Había ido de paseo con Boris hasta uno de los numerosos cafés de la ciudad antigua cuando de pronto vio a su hija sentada allí dentro. La marquesina daba sombra al cristal, permitiendo ver desde fuera hasta el fondo del establecimiento, y a Sophie en una mesa, sola, con una taza de café delante y una expresión de profundísimo abatimiento. La revelación de que su hija no había tenido ánimos ni para dejar la ciudad antigua, y no digamos ya la expresión de su rostro, había sido un mazazo para Gustav…, tanto que tardó unos momentos en reponerse de él y en pensar en distraer a Boris. Pero ya era demasiado tarde porque el pequeño, siguiendo la mirada del abuelo, había distinguido también a su madre. Y a continuación Boris había desviado inmediatamente la vista y los dos habían continuado paseando sin mencionar ni una sola vez lo ocurrido. Boris recuperó su buen humor en unos minutos, pero aquel episodio había turbado profundamente al mozo de hotel, que desde entonces no hacía más que reflexionar sobre él. De hecho, el hallarse recordando aquel incidente era lo que lo había hecho parecer tan taciturno en el vestíbulo y lo que volvía a preocuparlo ahora mientras me mostraba mi habitación.

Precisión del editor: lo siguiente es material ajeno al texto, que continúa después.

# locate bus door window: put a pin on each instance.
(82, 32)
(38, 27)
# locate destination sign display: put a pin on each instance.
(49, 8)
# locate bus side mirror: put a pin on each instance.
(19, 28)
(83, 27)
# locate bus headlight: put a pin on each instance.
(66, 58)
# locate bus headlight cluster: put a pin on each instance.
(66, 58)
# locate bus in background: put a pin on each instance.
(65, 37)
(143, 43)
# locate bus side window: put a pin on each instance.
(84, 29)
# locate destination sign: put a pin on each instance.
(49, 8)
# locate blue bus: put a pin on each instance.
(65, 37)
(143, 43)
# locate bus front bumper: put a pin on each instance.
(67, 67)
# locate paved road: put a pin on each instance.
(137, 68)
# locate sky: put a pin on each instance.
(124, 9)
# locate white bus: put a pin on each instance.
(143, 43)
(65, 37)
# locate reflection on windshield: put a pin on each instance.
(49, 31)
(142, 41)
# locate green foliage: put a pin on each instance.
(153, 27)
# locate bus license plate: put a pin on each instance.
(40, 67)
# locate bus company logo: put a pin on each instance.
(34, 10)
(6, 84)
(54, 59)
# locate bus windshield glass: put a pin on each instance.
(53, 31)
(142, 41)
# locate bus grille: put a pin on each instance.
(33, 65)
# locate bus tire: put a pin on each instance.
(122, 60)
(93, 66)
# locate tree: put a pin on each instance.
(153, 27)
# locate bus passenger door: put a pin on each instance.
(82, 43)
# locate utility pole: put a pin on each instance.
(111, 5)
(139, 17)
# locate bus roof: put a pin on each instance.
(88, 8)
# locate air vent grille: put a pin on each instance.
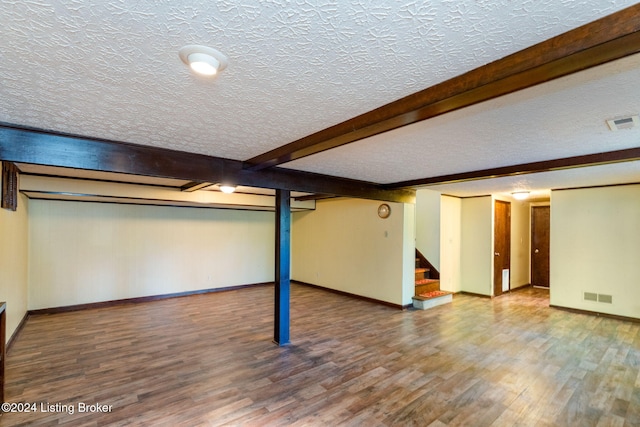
(605, 298)
(626, 122)
(590, 296)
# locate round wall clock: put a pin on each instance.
(384, 211)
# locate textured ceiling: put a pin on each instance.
(563, 118)
(111, 70)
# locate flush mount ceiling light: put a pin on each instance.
(203, 60)
(228, 188)
(520, 195)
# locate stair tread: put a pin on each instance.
(425, 281)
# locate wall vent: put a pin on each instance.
(590, 296)
(626, 122)
(605, 298)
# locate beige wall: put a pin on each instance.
(595, 247)
(428, 225)
(450, 244)
(13, 263)
(89, 252)
(344, 245)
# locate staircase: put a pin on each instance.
(427, 290)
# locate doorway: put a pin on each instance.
(502, 247)
(540, 238)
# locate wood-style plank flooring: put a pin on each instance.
(209, 360)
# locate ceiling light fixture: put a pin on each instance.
(228, 189)
(203, 60)
(520, 195)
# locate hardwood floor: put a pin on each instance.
(209, 360)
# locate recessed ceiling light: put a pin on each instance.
(228, 188)
(203, 60)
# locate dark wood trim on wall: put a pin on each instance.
(607, 39)
(629, 154)
(34, 146)
(138, 300)
(9, 186)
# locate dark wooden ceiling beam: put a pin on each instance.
(612, 37)
(23, 145)
(630, 154)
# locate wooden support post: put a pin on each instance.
(283, 259)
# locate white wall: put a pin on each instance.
(476, 255)
(13, 263)
(595, 247)
(89, 252)
(428, 225)
(344, 245)
(450, 243)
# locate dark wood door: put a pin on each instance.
(501, 244)
(540, 220)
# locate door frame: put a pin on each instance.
(531, 206)
(493, 264)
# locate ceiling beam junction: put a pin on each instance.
(26, 145)
(607, 39)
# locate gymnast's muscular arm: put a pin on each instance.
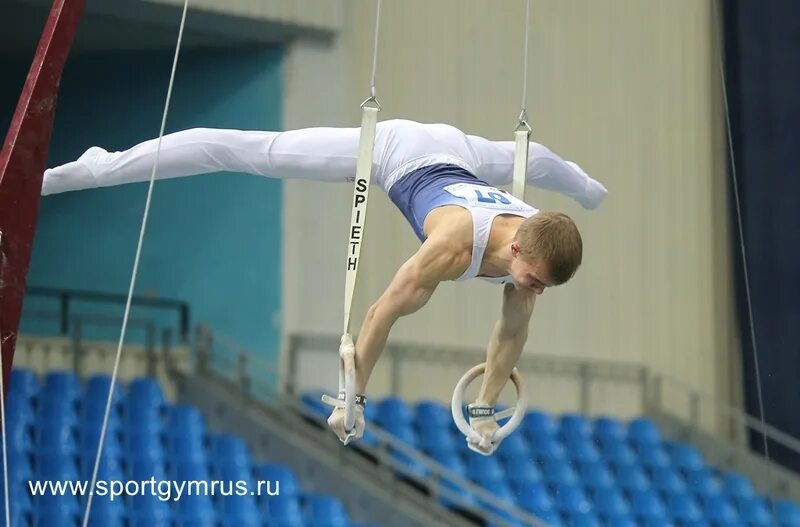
(409, 290)
(506, 343)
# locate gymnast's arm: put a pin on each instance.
(410, 289)
(506, 343)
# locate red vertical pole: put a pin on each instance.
(22, 163)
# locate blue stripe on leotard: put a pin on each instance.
(419, 192)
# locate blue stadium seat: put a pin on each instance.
(57, 437)
(394, 410)
(647, 505)
(144, 469)
(325, 511)
(653, 457)
(60, 517)
(618, 453)
(537, 424)
(545, 447)
(371, 412)
(20, 469)
(431, 414)
(20, 440)
(89, 439)
(755, 512)
(230, 450)
(596, 476)
(56, 409)
(534, 498)
(144, 391)
(582, 450)
(313, 402)
(23, 382)
(787, 513)
(611, 503)
(55, 466)
(106, 512)
(608, 429)
(241, 508)
(52, 502)
(19, 411)
(289, 488)
(574, 426)
(402, 431)
(435, 439)
(668, 481)
(514, 446)
(144, 448)
(484, 467)
(643, 431)
(225, 472)
(631, 478)
(147, 508)
(60, 385)
(522, 470)
(685, 457)
(148, 429)
(110, 467)
(684, 508)
(571, 499)
(583, 520)
(559, 472)
(197, 509)
(369, 439)
(284, 510)
(19, 496)
(703, 483)
(621, 521)
(720, 510)
(189, 470)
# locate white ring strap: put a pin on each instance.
(518, 411)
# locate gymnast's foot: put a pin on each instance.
(73, 176)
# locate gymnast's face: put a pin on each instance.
(528, 275)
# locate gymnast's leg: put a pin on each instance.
(319, 154)
(546, 170)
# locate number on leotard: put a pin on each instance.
(492, 197)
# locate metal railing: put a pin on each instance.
(66, 298)
(256, 380)
(720, 429)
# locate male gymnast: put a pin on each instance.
(442, 180)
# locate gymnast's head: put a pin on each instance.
(546, 251)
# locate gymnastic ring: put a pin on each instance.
(517, 414)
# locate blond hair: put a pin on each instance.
(554, 238)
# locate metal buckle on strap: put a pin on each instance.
(361, 399)
(480, 411)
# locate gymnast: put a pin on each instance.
(444, 183)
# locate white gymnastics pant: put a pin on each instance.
(322, 154)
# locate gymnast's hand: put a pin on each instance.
(336, 423)
(481, 419)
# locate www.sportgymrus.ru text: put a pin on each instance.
(164, 490)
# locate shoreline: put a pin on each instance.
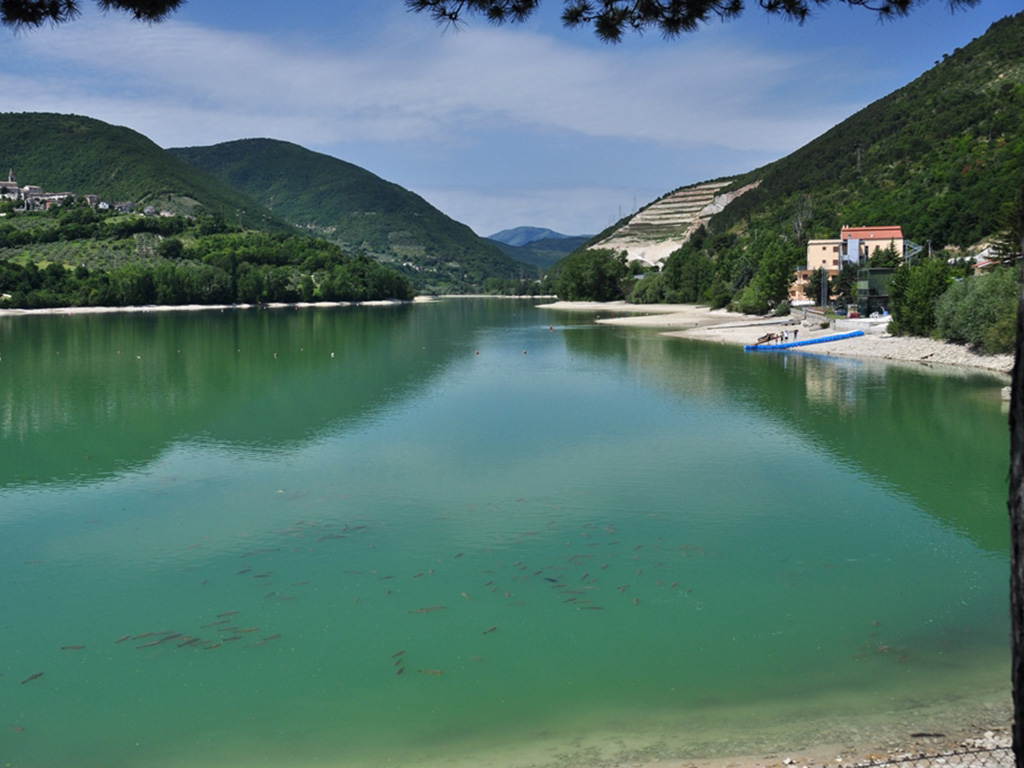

A mí me había caído bien aquel hombre y sentí una corriente de simpatía hacia él. Estaba claro que llevaba mucho tiempo rumiando sus cosas y que ahora corría el peligro de dejar que sus inquietudes alcanzaran proporciones peligrosas. Pensé en abordar francamente el tema con él, pero Gustav había llegado ya al término de su rutina y volvía a pesar sobre mí el cansancio que experimentaba intermitentemente desde que bajé del avión. Así que, decidido a tratar el asunto en otro momento, le despedí con una generosa propina.

En cuanto la puerta se hubo cerrado a sus espaldas, me tumbé en la cama completamente vestido y permanecí durante un buen rato con la mirada perdida en el techo. Por mi cabeza estuvieron pasando al principio pensamientos acerca de Gustav y de sus diversos problemas, pero al prolongarse mi inmovilidad me encontré reflexionando de nuevo sobre la conversación que acababa de mantener con la señorita Stratmann. Estaba claro que en la ciudad se esperaba de mí algo más que un simple recital. Pero, al intentar recordar algunos detalles básicos acerca de la presente visita, tuve escaso éxito. Y me di cuenta de lo tonto que había sido al no haberme mostrado más franco con la señorita Stratmann. Porque si yo no había recibido una copia de mi programa, la culpa era suya, no mía, y aquella actitud a la defensiva por mi parte no tenía el más mínimo sentido.